A couple of years ago we organised this CHI workshop on meaningful interaction in physiological computing. As much as I felt this was an important area for investigation, I also found the topic very hard to get a handle on. I recently revisited this problem in working on a co-authored book chapter with Kiel on our forthcoming collection for Springer entitled ‘Advances in Physiological Computing’ due out next May.
On reflection, much of my difficulty revolved around the complexity of defining meaningful interaction in context. For systems like BCI or ocular control, where input control is the key function, the meaningfulness of the HCI is self-evident. If I want an avatar to move forward, I expect my BCI to translate that intention into analogous action at the interface. But biocybernetic systems, where spontaneous psychophysiology is monitored, analysed and classified, are a different story. The goal of this system is to adapt in a timely and appropriate fashion and evaluating the literal meaning of that kind of interaction is complex for a host of reasons.
The meaning of a biocybernetic interaction is influenced by three components: (1) the measures used to represent the user and the validity of those measures, (2) the sensitivity of the algorithm designed to classify the state of the user, and (3) what the adaptation actually does at the interface. For this post, I’ll talk about the measures and how this component contributes to the meaning of the interaction.
In the past, I have written about the importance of psychophysiological measures that underpin biocybernetic adaptation reflecting the subjective experience of the user. This is a logical point, because the user is at the heart of the interaction, and to an extent, the one who imbues the interaction with meaning, but there are problems with this position.
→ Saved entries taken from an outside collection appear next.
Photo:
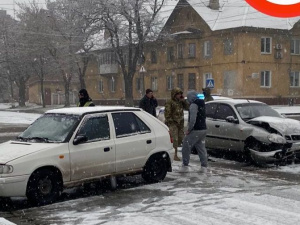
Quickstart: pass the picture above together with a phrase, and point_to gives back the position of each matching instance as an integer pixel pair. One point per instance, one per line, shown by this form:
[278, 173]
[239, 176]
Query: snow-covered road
[225, 196]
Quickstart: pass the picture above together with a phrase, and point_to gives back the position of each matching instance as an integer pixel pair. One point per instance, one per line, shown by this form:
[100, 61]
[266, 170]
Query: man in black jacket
[149, 103]
[196, 132]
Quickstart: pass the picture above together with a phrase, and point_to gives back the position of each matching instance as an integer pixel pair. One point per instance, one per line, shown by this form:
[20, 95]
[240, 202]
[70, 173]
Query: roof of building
[238, 13]
[83, 110]
[232, 14]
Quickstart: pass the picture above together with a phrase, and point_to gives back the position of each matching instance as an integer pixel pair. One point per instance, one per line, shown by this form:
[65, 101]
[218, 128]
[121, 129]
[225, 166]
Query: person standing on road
[84, 99]
[174, 117]
[196, 131]
[207, 95]
[149, 103]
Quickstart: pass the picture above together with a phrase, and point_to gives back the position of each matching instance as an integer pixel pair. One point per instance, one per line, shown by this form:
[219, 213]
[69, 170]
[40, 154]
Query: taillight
[171, 139]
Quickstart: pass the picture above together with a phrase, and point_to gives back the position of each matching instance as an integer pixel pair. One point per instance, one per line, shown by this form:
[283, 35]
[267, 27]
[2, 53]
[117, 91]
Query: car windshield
[252, 110]
[50, 128]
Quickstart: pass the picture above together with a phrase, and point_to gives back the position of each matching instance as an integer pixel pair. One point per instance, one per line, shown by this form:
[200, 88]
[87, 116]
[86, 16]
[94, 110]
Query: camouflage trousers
[177, 134]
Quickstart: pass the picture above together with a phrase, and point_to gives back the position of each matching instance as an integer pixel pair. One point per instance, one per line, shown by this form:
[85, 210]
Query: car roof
[234, 101]
[94, 109]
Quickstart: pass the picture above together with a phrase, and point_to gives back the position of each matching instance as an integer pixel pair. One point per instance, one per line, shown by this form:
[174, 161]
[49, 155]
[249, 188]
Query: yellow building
[243, 52]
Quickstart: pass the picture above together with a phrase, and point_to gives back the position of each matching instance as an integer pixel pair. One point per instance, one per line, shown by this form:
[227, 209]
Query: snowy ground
[225, 196]
[222, 197]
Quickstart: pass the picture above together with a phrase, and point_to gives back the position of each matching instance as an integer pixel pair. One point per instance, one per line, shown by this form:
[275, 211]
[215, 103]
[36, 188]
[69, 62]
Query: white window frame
[154, 83]
[112, 85]
[192, 50]
[263, 81]
[180, 51]
[205, 77]
[101, 87]
[263, 41]
[170, 82]
[294, 49]
[207, 49]
[294, 77]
The logic of selecting measures that effectively mirror subjective experience begins to break down when one considers how psychophysiological measures relate to first-person experience. There is a well-known study of stress reactivity conducted by Cacioppo et al (1994) that illustrates this point. In this study, participants were exposed to stress (public speech) and heart rate (HR) was measured; the 44 participants differed enormously in their cardiovascular response to stress, from low reactors where HR changed by 5 bpm (beats per min) to high reactors where HR increased by as much as 30 bpm. Despite this huge difference in HR response, subjective estimates of stress were not significantly different between high- and low-reactors, which illustrates an important point – psychophysiology and subjective experience can (and will) dissociate from one another.
This makes perfect sense when you consider that subjective assessment is fundamentally defined by the limits of conscious introspective whereas psychophysiological processes are influenced by both conscious and unconscious processes. There are even some psychological states, such as sleepiness, where the ability to introspect or accurately self-monitor are adversely affected and become unreliable.
So, is it reasonable to expect a technological system performing a real-time analysis and classification of psychophysiological data to accurately mirror the subjective experience of the person? Should the meaning of the interaction be defined purely with reference to the subjective self-awareness of the user?
My feeling is that physiological computing systems ought to be capable of delivering insight, the ability of this category of technology to tell the user something he or she does not know should be a strength, not a weakness.
Meaningful interaction will depend on the availability of measures that have been validated in other ways besides subjective self-assessment. If we define meaning purely in user-centred terms, we run the risk of removing one of the most valuable assets that physiological computing has to offer.